There is, admits Charlotte Gordon, no shortage of biographies about the English feminist philosopher Mary Wollstonecraft or her daughter, Mary Shelley, the author of Frankenstein. Gordon takes a fresh approach, chronologically comparing and contrasting the women’s fortunes from birth to death. In alternate chapters she explores their influences, writing, and unconventional relationships in forensic detail. Gordon portrays Wollstonecraft and Shelley as clever, courageous women who constantly strove to live life on their own terms.
Wollstonecraft was born into a large family in 1759, and the household had a comfortable existence until her father squandered the family’s money in various failed projects. Being at the mercy of her father’s whims made Wollstonecraft determined to secure her own financial future. As a young woman she found employment first as a lady’s companion, then by setting up a school with her sisters and a friend.
Shelley’s childhood was blighted by money worries too, so much so that her stepmother, Mary-Jane, opened a bookshop in which Shelley and her step-siblings often worked. Her father, the radical philosopher William Godwin, appealed to an admirer, the young poet Percy Bysshe Shelley, for a loan and so the teenage Mary met the man she would later marry.
Wollstonecraft had given birth to her elder daughter, Fanny, out of wedlock and endured society’s condemnation. In light of this she married William Godwin when she became pregnant once more, dying 10 days after giving birth to Mary. In her turn, Mary had a child with Percy Bysshe Shelley while he was still married to his first wife, Harriet, and faced a life of debt and social ostracism. It was only when Harriet committed suicide that the couple were able to marry and their fourth and only surviving child, Percy Florence, was born.
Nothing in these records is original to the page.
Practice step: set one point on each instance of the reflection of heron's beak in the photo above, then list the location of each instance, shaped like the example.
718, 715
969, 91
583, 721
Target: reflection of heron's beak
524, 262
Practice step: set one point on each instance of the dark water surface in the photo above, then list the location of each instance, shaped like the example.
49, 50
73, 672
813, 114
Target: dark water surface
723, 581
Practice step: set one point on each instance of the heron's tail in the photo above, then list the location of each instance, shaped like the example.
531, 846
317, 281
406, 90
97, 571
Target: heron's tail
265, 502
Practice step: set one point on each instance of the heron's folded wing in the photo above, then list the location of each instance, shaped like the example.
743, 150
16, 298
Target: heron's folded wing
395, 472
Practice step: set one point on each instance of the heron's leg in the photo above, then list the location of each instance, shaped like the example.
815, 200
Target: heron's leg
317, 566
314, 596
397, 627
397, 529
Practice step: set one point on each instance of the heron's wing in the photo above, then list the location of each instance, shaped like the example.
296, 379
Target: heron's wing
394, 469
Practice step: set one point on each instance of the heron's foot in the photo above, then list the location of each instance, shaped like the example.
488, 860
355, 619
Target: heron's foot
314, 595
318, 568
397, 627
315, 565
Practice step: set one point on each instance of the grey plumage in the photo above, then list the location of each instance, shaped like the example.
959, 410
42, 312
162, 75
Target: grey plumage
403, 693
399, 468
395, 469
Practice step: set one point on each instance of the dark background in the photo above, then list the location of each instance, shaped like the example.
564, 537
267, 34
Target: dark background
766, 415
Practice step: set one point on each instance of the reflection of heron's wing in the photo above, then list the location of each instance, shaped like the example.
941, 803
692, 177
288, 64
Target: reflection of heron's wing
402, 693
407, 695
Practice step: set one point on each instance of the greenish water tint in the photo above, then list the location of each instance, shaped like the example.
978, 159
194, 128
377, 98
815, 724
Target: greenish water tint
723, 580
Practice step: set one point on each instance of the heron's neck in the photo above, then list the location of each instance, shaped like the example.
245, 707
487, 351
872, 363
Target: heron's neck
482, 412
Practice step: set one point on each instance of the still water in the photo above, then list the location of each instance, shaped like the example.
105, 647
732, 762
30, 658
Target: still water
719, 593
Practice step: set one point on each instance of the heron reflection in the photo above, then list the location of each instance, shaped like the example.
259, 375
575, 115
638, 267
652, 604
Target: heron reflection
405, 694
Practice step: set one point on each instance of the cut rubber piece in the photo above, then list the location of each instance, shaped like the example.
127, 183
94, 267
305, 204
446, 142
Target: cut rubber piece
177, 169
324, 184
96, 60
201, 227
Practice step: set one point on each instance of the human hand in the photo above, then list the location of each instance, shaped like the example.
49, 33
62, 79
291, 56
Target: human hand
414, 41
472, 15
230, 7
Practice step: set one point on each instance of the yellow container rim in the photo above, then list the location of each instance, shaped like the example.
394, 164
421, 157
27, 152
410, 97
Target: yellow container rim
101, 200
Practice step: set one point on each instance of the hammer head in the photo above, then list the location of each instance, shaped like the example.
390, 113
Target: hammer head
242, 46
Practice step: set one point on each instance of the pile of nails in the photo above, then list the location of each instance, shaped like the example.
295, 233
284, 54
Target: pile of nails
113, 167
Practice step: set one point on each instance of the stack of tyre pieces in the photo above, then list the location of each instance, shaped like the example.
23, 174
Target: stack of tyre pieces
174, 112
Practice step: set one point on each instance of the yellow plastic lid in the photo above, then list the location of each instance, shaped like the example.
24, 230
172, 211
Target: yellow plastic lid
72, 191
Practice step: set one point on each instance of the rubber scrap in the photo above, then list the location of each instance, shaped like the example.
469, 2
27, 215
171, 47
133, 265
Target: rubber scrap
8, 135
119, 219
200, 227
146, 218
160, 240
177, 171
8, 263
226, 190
After Wollstonecraft’s death, Shelley’s daughter-in-law, Jane, sanitised her life to such an extent that her work as a novelist, short story writer, travel writer, biographer and editor of her husband’s poetry was overshadowed by Jane’s portrayal of her as a conservative writer and wife. As for Shelley, in recent years her reputation as a writer and editor has been restored and Gordon’s research demonstrates that she endeavoured to live according to her mother’s feminist ideals.
At 547 pages this is a long but rewarding read. Gordon’s style is warm and engaging and she has produced a fascinating and detailed analysis of two extraordinary women and how they lived their lives in a patriarchy as writers and reformers.